In a population-based sample of 1411 female adult twins, 3 levels of CSA were assessed by self-report and cotwin report: nongenital, genital, and intercourse. Interviews with twins and parents assessed family background and diagnoses of psychiatric and substance dependence disorders. Odds ratios (ORs) were calculated by logistic regression.
By self-report, 30.4% reported any CSA and 8.4% reported intercourse. Self-reported CSA was positively associated with all disorders, the highest ORs being seen with bulimia and alcohol and other drug dependence. The ORs were modest and often nonsignificant with nongenital CSA and increased with genital CSA and especially intercourse, where most ORs exceeded 3.0. A similar pattern of findings was seen with CSA as reported by the cotwin, although many ORs were smaller. Controlling for family background factors and parental psychopathology produced a small to modest reduction in ORs.
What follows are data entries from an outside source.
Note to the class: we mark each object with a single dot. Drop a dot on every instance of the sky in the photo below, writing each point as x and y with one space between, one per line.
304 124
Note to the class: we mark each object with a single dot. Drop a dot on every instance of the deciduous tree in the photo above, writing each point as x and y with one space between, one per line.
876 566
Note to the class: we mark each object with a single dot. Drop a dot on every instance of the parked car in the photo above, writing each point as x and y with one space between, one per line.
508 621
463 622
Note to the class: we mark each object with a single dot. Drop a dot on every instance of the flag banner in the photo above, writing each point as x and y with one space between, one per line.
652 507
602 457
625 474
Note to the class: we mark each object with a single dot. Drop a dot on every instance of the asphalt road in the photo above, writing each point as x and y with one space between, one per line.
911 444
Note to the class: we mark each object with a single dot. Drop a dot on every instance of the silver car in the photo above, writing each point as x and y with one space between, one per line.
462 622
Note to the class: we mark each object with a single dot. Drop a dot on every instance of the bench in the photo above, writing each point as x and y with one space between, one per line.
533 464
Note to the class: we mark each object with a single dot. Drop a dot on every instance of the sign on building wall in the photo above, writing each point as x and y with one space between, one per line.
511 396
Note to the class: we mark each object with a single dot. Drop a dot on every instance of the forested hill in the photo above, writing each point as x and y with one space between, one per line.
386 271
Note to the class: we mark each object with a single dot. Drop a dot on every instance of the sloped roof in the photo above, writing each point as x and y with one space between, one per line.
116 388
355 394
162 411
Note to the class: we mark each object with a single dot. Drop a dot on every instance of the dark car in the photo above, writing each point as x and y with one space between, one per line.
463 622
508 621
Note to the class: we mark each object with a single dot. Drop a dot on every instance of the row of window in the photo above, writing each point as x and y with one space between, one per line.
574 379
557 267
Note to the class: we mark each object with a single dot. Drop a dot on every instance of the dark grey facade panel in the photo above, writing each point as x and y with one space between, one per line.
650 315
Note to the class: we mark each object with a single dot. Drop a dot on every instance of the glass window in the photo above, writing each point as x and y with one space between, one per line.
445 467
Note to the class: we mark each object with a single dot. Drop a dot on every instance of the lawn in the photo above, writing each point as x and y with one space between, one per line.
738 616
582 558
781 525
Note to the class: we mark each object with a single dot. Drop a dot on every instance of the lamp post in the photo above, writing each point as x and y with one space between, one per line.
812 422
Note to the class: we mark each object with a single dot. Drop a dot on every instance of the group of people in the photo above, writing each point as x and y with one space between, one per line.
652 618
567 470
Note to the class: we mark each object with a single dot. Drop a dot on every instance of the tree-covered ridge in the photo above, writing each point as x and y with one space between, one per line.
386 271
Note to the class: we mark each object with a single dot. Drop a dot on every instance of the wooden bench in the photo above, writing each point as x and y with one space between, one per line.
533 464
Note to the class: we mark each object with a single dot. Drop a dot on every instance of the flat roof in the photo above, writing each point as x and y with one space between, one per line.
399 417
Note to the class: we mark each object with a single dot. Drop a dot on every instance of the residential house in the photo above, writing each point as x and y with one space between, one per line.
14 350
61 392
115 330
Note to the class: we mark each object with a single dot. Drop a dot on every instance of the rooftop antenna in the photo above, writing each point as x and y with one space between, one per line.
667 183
In twin pairs discordant for CSA, the exposed twin was at consistently higher risk of illness.
Women with CSA have a substantially increased risk for developing a wide range of psychopathology. Most of this association is due to more severe forms of CSA and cannot be explained by background familial factors. Although other biases cannot be ruled out, these results are consistent with the hypothesis that CSA is causally related to an increased risk for psychiatric and substance abuse disorders.